The Saar Vote, an Audience with Cardinal Pacelli, and a Letter from Pope Pius XI
statement by Goebbels: From Hans Müller, Dokumente, pp. 330-331, reprinted from the Völkischer Beobachter. The German original reads:In den letzten Tagen haben fast alle katholischen Bischöfe des Deutschen Reiches Aufrufe zur Saarabstimmung erlassen, in denen festgestellt wird, dass der für die Zukunft unseres Vaterlandes so folgenschweren Entscheidung, die in einigen Tagen an der Saar fallen wird, kein wahrhafter Deutscher gleichgültig gegenüberstehen kann, dass die deutschen Katholiken verpflichtet sind, sich für die Grösse, die Wohlfahrt und den Frieden ihres deutschen Vaterlandes einzusetzen.
major victory: A contemporary French observer wrote this:On the eve of the plebiscite, the elders of Saar Catholicism, following the episcopal lead, declared en bloc for the return to Germany. Berlin had won the day. To secure a better vote it was insisted that the vote was not for the régime, but for Germany. Mgr. Hudal, the Rector of the German Church in Rome, went further, and spoke of the ‘advance credit’ to which the Third Reich was entitled in equity.
Robert D’Harcourt, The German Catholics, trans. R. Dingle (1939), p. 160.
fleeing Germany: Hildebrand’s anti-Nazi statements and writings made him a marked man. When the Nazis took over the Bavarian State Government in March 1933 and SS chief Himmler gained control of the Bavarian police, Hildebrand was advised by a friend that his life was in danger. Hildebrand left for Austria immediately with his wife and son. That same day, Hildebrand’s friend and fellow anti-Nazi publicist Fritz Gerlich was arrested and shortly afterwards thrown into the first Nazi concentration camp, at Dachau. Gerlich was killed at Hitler’s command the following year, during the Night of the Long Knives.
Hildebrand had another close escape on March 15, 1938, when the German Army marched into Austria in the Anschluss [annexation]. This time Hildebrand needed no one to warn him. Together with his wife and son, he got on a train from Vienna to the nearby city of Bratislava, across the Danube River in Czechoslovakia (now Slovakia). Though the Germans had closed the border to Austrians and Germans, the Hildebrands were able to get through by using Swiss passports. Their maid later informed them that German forces came to their apartment just hours after their departure.

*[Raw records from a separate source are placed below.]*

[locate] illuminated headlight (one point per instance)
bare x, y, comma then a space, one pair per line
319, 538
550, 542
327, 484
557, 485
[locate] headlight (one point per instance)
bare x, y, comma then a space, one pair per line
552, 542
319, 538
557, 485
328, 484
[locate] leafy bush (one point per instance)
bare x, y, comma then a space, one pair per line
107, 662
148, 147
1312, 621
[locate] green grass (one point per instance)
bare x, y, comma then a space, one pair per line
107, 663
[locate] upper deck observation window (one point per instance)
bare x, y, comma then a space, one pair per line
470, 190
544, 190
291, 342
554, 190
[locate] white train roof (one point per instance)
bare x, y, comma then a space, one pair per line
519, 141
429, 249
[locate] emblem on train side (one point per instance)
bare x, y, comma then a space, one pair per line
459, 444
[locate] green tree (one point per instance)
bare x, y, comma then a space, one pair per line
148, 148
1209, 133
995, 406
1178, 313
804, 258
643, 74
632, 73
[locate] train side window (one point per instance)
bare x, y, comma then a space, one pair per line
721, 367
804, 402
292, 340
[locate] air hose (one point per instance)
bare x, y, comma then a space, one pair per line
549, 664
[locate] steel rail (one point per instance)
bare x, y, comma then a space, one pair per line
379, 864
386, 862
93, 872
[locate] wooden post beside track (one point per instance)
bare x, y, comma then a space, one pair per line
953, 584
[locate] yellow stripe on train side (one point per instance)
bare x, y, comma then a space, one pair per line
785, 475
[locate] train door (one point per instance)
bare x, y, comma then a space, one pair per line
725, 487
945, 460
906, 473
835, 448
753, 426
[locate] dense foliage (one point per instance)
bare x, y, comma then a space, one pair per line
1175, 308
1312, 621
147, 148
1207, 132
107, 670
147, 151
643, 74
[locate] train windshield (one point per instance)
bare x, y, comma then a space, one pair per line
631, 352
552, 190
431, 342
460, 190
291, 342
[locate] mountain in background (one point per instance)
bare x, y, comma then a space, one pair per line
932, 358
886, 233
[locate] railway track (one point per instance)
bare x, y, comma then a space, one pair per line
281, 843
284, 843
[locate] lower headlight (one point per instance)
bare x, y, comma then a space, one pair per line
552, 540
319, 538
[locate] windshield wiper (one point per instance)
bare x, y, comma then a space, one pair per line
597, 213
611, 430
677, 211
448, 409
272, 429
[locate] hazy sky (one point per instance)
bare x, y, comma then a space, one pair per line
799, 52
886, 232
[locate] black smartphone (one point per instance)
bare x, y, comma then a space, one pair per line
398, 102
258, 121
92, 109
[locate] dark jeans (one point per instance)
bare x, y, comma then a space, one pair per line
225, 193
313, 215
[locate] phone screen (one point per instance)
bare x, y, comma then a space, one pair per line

Stephen Galebach had the honor of attending a lecture by Dietrich von Hildebrand at Fordham University during his freshman year at Yale.
memoirs: Dietrich von Hildebrand, Memoiren und Aufsätze gegen den Nationalsozialismus [Memoirs and Essays against National Socialism] (1994), pp. 120-121. Hildebrand recalled that he was with Cardinal Pacelli for about one hour. Although he wrote his memoirs many years after the events, Hildebrand said of this event that he only wrote what he remembered exactly. (p.121)
letter: The original German is reprinted in Albrecht, Note Exchange, vol. 3, p.73.